The case went to trial in August, and the jury found him guilty on the assault and interference charges, but deadlocked on the drug charge.

Perez’ attorney David Seid said in court Friday if Perez receives a sentence that is more than one year for the interference conviction, it automatically becomes an aggravated felony under federal law, which is a deportable offense.

“After 26 lawful years here, he could be forcibly removed. ... I can’t come here and say, ‘Judge, if you give him more than a year, he’s going to be deported.’ But certainly there’s the potential. That’s what the issue is. Those are the harsh collateral consequences, particularly if he’s found to have committed what’s called in (Title) 8 U.S.C. Section 1227 an aggravated felony.”

That section of the United States Code states any alien, legal or illegal, can be removed from the country if he or she falls into a class of “deportable aliens,” as listed in the law. One such deportable offense is any alien who is convicted of an aggravated felony, or an alien who is convicted of a crime for which a sentence of one year or longer is imposed.

Seid requested Pallenberg sentence Perez to serve 364 days in prison.

“We’re asking for one less day which should keep him here,” Seid said, adding immigration experts he consulted with could not say for sure if Perez would be deported.

“But certainly if this is made an aggravated felony, it subjects him to that risk,” he said.

Seid requested Pallenberg consider two mitigators to lessen Perez’s sentence: a statutory mitigating factor, arguing the interference charge was the least serious in its class, which Pallenberg denied, and a non-statuary mitigating factor in light of the possibility of deportation.

Alaska statutes do not list deportation, or collateral consequences, as a sentencing mitigator. Only the panel of three can find the existence of a non-statutory mitigator, meaning Pallenberg was unable to consider it.

Assistant District Attorney Angie Kemp requested Perez serve three years flat in prison — 2 1/2 for the interference and drug charges and six months for the assault charge. She argued the court should not consider the non-statutory mitigating factor, and that “manifest injustice” would not arise if the court did not consider them. She urged Pallenberg not to refer the case to the three-judge panel.

Pallenberg granted Seid’s request to refer the case, and recommended the panel sentence Perez to serve 364 days on the interference charge and 364 days on the drug charge, as well as impose the entire suspended 437 days sentence from the 2010 case. That totals roughly 2 1/2 years in prison, which fits within the presumptive range of one to three years, he said.

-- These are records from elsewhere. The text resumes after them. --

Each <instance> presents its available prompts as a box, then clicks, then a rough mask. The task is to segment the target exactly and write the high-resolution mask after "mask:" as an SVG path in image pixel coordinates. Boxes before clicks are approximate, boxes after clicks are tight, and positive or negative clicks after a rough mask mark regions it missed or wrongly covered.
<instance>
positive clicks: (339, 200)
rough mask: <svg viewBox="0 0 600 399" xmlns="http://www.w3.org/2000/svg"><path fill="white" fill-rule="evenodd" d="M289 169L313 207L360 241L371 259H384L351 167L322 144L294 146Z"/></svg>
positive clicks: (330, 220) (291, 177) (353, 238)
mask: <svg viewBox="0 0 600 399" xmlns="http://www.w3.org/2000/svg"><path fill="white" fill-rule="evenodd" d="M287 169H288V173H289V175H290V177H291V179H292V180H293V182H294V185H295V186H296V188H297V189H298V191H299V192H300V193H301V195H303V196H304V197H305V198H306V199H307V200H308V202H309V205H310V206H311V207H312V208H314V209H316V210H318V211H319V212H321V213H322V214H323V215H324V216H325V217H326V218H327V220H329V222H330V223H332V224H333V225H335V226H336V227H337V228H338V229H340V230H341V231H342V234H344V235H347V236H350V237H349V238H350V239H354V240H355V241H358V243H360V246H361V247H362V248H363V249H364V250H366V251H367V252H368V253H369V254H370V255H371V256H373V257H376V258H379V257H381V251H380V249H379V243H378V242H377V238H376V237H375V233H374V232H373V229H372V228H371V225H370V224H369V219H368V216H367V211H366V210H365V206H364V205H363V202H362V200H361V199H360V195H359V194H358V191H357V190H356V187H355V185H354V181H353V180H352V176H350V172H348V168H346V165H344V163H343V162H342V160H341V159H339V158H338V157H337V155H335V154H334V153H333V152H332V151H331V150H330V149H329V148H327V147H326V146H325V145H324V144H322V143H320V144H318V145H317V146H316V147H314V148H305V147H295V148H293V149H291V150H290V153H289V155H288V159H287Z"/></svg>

Perez told the judge he immigrated to the United States as a young boy with his family, and that he has lived in this country since. He expressed regret for his actions both inside and outside of the jail.

Perez, who did construction work in Juneau, was arrested in January of 2011 when a drug dealer told Juneau Police Department officers he bought drugs from Perez out of his Switzer Village trailer park. JPD obtained a search warrant for Perez and the trailer, and found a tin that contained individually wrapped packages of heroin.

Pallenberg noted during Friday’s hearing that Perez’s role in the drug operation was unclear, from what he gathered from the trial.

“It’s not 100 percent clear what was going on in that trailer, who was doing what in the drug operation there,” the judge said. “It’s likely that Mr. Perez was a lesser player in the operation. I’m not 100 percent certain of that, but ... there were more responsible for the drug operation than Mr. Perez.”

The state will have a chance to respond to Pallenberg’s referral. A timeline was not provided on when the three-judge panel will hear the matter on whether deportation qualifies as a non-statutory mitigator.

If the panel finds that deportation does not qualify as a mitigator, it can reject the defendant’s argument and sentence the defendant according to the presumptive term, 1-3 years, leaving deportation as a possibility.

Editor's note: The Empire incorrectly reported the year in which Perez was arrested. It has now been corrected.